POWER OF A STUDY

🔸The power of a study is defined as “the ability of a study to detect an effect or association if one really exists in a wider population.”

🔸In clinical research, we conduct studies on a subset of the patient population because it is not possible to measure a characteristic in the entire population. Therefore, whenever a statistical inference is made from a sample, it is subject to some error.

🔸Investigators try to reduce systematic errors with an appropriate design so that only random errors remain. Possible random errors to be considered before making inferences about the population under study are type I and type II errors.

🔸To make a statistical inference, 2 hypotheses must be set: the null hypothesis (there is no difference) and alternate hypothesis (there is a difference).

🔸The probability of reaching a statistically significant result if in truth there is no difference or of rejecting the null hypothesis when it should have been accepted is denoted by type I error. It is similar to the false positive result of a clinical test.

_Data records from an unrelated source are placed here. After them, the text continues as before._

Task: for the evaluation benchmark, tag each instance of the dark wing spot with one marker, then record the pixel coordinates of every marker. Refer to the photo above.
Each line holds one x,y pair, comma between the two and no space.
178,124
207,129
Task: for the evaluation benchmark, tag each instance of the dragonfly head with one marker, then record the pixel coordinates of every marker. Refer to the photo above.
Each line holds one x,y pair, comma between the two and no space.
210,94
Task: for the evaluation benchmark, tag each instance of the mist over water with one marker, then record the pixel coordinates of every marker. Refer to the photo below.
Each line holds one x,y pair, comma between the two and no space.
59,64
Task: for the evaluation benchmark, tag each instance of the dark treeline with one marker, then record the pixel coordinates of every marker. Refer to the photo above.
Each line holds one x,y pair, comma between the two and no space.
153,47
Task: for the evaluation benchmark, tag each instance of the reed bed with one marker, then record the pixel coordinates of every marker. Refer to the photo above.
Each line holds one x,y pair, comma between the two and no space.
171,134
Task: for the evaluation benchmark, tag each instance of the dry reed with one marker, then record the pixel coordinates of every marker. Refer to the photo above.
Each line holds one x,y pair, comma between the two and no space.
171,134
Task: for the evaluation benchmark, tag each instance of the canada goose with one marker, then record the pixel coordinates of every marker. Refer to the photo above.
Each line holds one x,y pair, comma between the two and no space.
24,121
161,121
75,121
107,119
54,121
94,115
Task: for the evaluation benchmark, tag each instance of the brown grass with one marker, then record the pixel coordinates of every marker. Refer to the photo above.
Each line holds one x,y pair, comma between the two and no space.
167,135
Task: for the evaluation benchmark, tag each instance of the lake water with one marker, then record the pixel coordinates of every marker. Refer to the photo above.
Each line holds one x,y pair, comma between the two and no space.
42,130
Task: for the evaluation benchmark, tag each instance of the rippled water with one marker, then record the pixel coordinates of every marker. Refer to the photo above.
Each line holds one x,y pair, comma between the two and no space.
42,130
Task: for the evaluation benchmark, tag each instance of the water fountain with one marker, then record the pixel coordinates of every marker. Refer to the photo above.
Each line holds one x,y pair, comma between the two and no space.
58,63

🔸Type I errors are caused by uncontrolled confounding influences, and random variation. The probability of a type I error occurring can be pre-defined and is denoted as α or the significance level (represented by the p-value). The corresponding 1−α, or 95%, represents the specificity of the test.

🔸The p value may vary from 1 (the groups are the same) to 0 (100% certainty that the groups are different).

🔸In most clinical research, a conventional arbitrary value of P<0.05 is commonly used. This is an arbitrary figure which means that there is a 1 in 20 (5%) chance that there really is no difference between groups. Said in another way, if the null hypothesis is rejected, there should be a 5% chance of a type I error.

🔸As the p value becomes lower the possibility of there being ‘no difference when one has been found’ becomes more and more remote (e.g. p = 0.01, 1 in 100 and p = 0.001, 1 in 1000). Thus the lower the p value the less likely that a type 1 error has been made.

🔸As the sample size of a study increases, the P-value will decrease.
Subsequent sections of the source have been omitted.